Big bang release 在意外面前無能為力。Canary 把流量切片，先放 1%、5%、25%，每階段以 SLI 為門檻自動晉級或退回。

誰負責、和誰對接

主責： DevOps
協作： SRE 設 SLI、Dev 設 feature flag、PO 確認業務指標
下游收件： Release Plan、Rollback Plan

何時用、何時不用

DO必要時機：核心路徑變更、性能敏感、規模 ≥ 數萬 DAU
DON’T不需要時：內部工具、低流量服務
CAUTION常見誤用：只看 HTTP 5xx 不看業務指標；canary 與 baseline 環境不對等

AI 怎麼加速

把 SLO + KPI + 流量規模丟給 AI 推導每階段門檻、停留時間、退回信號，人工只審 blast radius 與晉級節奏。

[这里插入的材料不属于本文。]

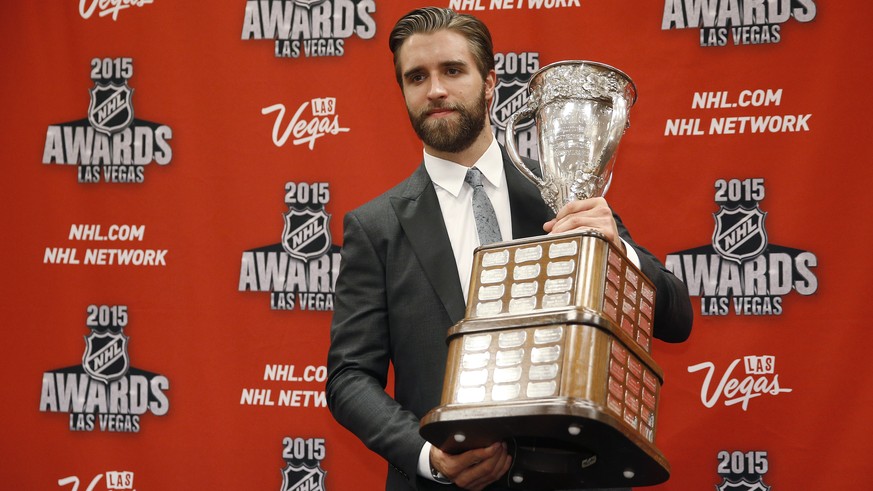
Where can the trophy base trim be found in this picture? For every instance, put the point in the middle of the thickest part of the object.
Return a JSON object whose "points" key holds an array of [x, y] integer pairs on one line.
{"points": [[556, 443]]}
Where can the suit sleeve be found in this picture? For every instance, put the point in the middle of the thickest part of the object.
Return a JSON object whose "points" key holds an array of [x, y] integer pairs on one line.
{"points": [[673, 313], [359, 357]]}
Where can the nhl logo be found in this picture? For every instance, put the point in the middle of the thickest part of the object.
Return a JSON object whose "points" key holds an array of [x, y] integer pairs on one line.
{"points": [[110, 109], [742, 485], [105, 355], [302, 478], [509, 97], [306, 234], [739, 233]]}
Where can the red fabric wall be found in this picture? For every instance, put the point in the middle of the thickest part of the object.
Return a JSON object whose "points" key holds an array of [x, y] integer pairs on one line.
{"points": [[775, 130]]}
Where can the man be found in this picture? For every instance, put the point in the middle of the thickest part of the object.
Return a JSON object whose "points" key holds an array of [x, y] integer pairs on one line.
{"points": [[407, 256]]}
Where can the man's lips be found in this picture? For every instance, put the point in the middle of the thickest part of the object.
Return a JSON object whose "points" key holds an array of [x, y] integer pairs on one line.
{"points": [[440, 112]]}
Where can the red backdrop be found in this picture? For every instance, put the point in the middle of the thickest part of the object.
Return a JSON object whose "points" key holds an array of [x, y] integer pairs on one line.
{"points": [[769, 127]]}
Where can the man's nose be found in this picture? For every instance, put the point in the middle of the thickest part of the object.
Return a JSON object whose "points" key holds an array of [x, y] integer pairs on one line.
{"points": [[437, 89]]}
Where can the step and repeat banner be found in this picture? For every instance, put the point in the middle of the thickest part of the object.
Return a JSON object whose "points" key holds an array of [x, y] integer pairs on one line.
{"points": [[175, 179]]}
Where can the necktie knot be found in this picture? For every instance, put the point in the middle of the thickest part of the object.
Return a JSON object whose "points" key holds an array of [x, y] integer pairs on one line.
{"points": [[473, 177]]}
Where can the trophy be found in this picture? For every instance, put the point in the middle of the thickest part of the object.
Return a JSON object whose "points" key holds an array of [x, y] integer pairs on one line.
{"points": [[553, 353]]}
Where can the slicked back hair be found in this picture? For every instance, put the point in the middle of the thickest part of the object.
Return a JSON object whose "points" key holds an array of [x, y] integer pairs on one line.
{"points": [[431, 19]]}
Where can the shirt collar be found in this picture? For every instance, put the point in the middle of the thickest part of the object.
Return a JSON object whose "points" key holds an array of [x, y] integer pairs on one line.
{"points": [[450, 175]]}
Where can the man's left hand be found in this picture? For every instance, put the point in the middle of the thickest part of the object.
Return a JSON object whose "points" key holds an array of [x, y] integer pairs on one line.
{"points": [[584, 214]]}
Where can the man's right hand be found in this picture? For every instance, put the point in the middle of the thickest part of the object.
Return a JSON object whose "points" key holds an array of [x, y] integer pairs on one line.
{"points": [[473, 469]]}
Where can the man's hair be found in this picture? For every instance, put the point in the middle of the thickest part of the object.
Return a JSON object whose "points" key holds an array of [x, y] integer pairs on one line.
{"points": [[431, 19]]}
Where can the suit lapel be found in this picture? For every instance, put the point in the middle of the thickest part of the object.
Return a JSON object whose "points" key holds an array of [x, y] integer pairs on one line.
{"points": [[529, 211], [418, 211]]}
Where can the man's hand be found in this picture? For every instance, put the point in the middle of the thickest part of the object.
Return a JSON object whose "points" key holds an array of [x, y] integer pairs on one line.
{"points": [[473, 469], [591, 213]]}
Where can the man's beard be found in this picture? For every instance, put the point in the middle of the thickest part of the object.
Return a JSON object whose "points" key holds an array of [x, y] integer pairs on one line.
{"points": [[451, 136]]}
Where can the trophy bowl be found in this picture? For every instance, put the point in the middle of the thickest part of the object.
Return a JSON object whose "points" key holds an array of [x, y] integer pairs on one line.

你是有 7+ 年 SRE 經驗的資深 SRE（熟悉 SLO/SLI/error budget、incident response、postmortem 文化）。任務：把 SLO + 業務指標 + 流量規模 轉成 Canary Strategy（YAML 格式）。

<input>
[SLO / SLI 定義（含 error budget）]
[業務 KPI（conversion、AOV、retention）]
[流量規模與用戶分群]
</input>

輸出 schema：stages（% traffic / duration / population）/ success_criteria_per_stage / bake_time / auto_promote_vs_manual_gate / abort_signals / blast_radius_per_stage / observability_must_have / decision_log / out_of_scope（3 條）

每欄附 source: [input 第 X 段] 與 confidence: [H/M/L]；缺資料寫 TODO(缺什麼)，不編造。
結尾 <verify>：列 confidence 最低的欄位與所需補充資料。

<role>
你是有 7+ 年 SRE 經驗的資深 release SRE，熟悉 SLO/SLI/error budget、incident response、postmortem 文化、progressive delivery（canary / blue-green / shadow）、feature flag、statistical significance testing。
你的輸出會交給 DevOps（執行 rollout）、Dev（埋 SLI）、PO（確認業務指標）、on-call SRE（值班判讀）。
他們需要明確的「晉級 / 退回 / 暫停」條件，所以你的 plan 必須門檻量化、信號明確、blast radius 可預測。
</role>

<context>
Blast radius 大、SLO 緊、或新邏輯需真實流量驗證時啟用 canary。
本卡核心問題：把上線變成可觀測的實驗，而不是一次性押注；每階段以 SLI 為門檻自動晉級或退回。
</context>

<input>
[SLO / SLI 定義（含 error budget burn rate）]
[業務 KPI（conversion、AOV、retention、engagement）]
[流量規模與用戶分群（geo / cohort / device）]
</input>

<rules>
1. 每個結論註明 source：[input 第 X 段]；無法歸因者標 [來源未明示，需確認]。
2. Trade-off 必須列負面後果（例如：縮短 bake_time 換速度，會犧牲 X% statistical power）。
3. 缺資料的欄位標 TODO(缺什麼)，不要編造；列「需要什麼補上」。
4. SLO 必須涵蓋：每階段 success_criteria 至少 1 個 SLI + 1 個業務 KPI，避免只看 5xx 不看 conversion。
5. Out of scope：明列 3 條本文件不處理（例如：A/B test 假說設計、長期 holdout 實驗、UI 視覺 canary）。
6. 每個關鍵宣稱標 confidence: [H/M/L]，L 必須附說明為何不確定。
7. 每階段必須有 sample size 估算（達到 statistical significance 所需）。
</rules>

<output_schema>
stages:
  - id: 1
    traffic_pct: 1
    duration: <minutes>
    population: <geo / cohort / internal-only>
    sample_size_required: <N + 計算依據>
    source: <input ref>
    confidence: H | M | L
  - id: 2
    traffic_pct: 5
    ...

success_criteria_per_stage:
  - stage: 1
    sli_thresholds:
      error_rate: < <%>
      p95_latency: < <ms>
      saturation: < <%>
    business_kpi:
      conversion_delta: > <%>
    source: <input ref>

bake_time:
  per_stage: <minutes>
  rationale: <為何此長度>

auto_promote_vs_manual_gate:
  stages_auto: [1, 2]
  stages_manual: [3, final]
  rationale: <why>

abort_signals:
  hard_abort: [<SLI 急速劣化條件>]
  soft_abort: [<業務指標下滑條件>]
  source: <input ref>

blast_radius_per_stage:
  - stage: 1
    affected_users: <N>
    affected_features: [<feature>]
    confidence: H | M | L

observability_must_have:
  metrics: [<必備指標>]
  logs: [<必備 log field>]
  traces: [<必備 span>]
  dashboards: [<URL or TODO>]

decision_log:
  - decision: <例：1/5/25/100 vs 5/50/100>
    options_considered: [<A>, <B>, <C>]
    chosen: <A>
    rejected_reason:
      B: <why not>
      C: <why not>
    confidence: H | M | L

out_of_scope:
  - A/B test 假說設計與統計分析
  - 長期 holdout 實驗（> 7 天）
  - <第 3 條本文件不處理>
</output_schema>

<thinking>
產出前先：
1. 從 input 抓 3-5 個關鍵 signal（最緊的 SLO、最敏感的業務 KPI、最大的用戶分群）
2. 列至少 2 條 viable canary 路徑（保守 1/5/25 vs 激進 5/50），各自負面後果
3. 列你做了但 input 沒明說的假設（例如：是否有真實 baseline 流量可比）
4. 確認每階段都有 SLI + 業務 KPI 雙保險
</thinking>

<output>
（依 output_schema YAML 填寫）
</output>

<verify>
1. 哪個欄位 confidence < H？列出來與所需補充資料。
2. 哪些假設來自我而非 input？標出來。
3. 如果只能再追加一份 input，是哪一份？為什麼？
</verify>

回審重點：human 判斷 blast radius 容忍度、晉級節奏、業務 KPI 權重、retro-active 補救方案。